Weight control. Better weight control is another potential benefit of using an insulin pump. Because the pump constantly delivers an adjustable stream of tiny amounts of insulin, the chances of developing hypoglycemia (and the resulting need to eat to raise low blood glucose) are reduced. There is also no need to eat to “feed” insulin peaks (such as those that occur when taking an intermediate-acting insulin such as NPH) even when one’s not hungry. The calories consumed to treat (and sometimes overtreat) or prevent low blood glucose add up, so the reduced risks of lows can help keep weight off.
Generally speaking, less insulin is used with a pump than with injections. In fact, trainers typically drop the total daily dose of insulin used by an individual by about 25% when he starts using a pump because the small amounts of insulin from a pump are absorbed more consistently than insulin from one or two large injections. Needing to use less insulin overall is also associated with better weight control. However, attention to diet remains important.
Flexibility. In a study published in the September 2003 issue of the professional journal Diabetes Care, people with Type 2 diabetes used either a pump or multiple daily injections for blood glucose control. Those using a pump reported greater satisfaction than those on multiple daily injections in all areas measured, citing less life interference, more general satisfaction, greater flexibility, and more convenience.
The flexibility offered by a pump goes beyond the obvious advantage of not having to carry around an insulin vial and syringes. Because basal insulin is being constantly delivered by the pump, users are not chained to eating or exercising at certain times to match any peaks in intermediate-acting insulin. Basal rates can be increased during times of stress or illness or decreased for some spur-of-the-moment exercise.
You don’t even have to eat at all on a pump. The first day I used a pump was a very busy — and tiring — day. When I got home, I was too tired to fix dinner, and I was not hungry. So I skipped dinner. I checked my blood glucose about every half an hour, in increasing wonder and fascination that I wasn’t going low — the inevitable result of skipping a meal when I was on multiple daily injections. My trainer was mildly horrified, and I will say that it is not recommended that you skip a meal on your first day pumping.
Getting a pump
Insulin pumps cannot be bought off the shelf; you need a physician’s letter to get one. However, many doctors are not familiar with insulin pumps, and even some who readily prescribe pumps to people with Type 1 diabetes may be reluctant to prescribe one for a person who has Type 2 diabetes. According to Rem Laan, former director of marketing for insulin pump maker Disetronic (since acquired by Roche), “Of the 25,000 doctors in the United States who prescribe insulin, only about 2,000 prescribe pumps.” Those who prescribe pumps are more likely to be endocrinologists, so you may need to see an endocrinologist to get one, and you may need to learn to be persuasive if the doctor you see does not already prescribe pumps for people with Type 2 diabetes.

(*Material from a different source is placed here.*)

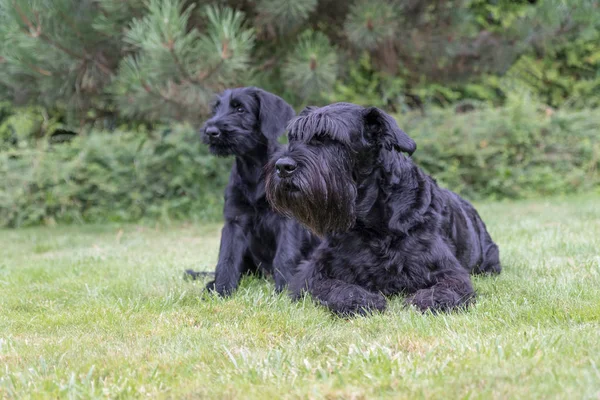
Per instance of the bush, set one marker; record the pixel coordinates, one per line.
(121, 176)
(517, 151)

The cost of a pump and pump supplies can also be an obstacle. A pump costs about $5,500, and supplies cost about $100 per month. A portion of the cost of both pump and supplies is generally covered by a person’s health insurance. My first pump was covered at 80% and the company let me make payments on the remainder. Only $2,500 of my second pump was covered, but the company gave me a discount and let me pay off the balance. Some insurance covers all of the cost of supplies, some only a percentage, and others may pay nothing. Medicare initially only offered coverage of pumps for people with Type 1 diabetes in 2000, but because of a change made in 2002, people with Type 2 diabetes with low or low-normal C-peptide levels also qualify. (Low C-peptide levels indicate reduced insulin production by the pancreas.)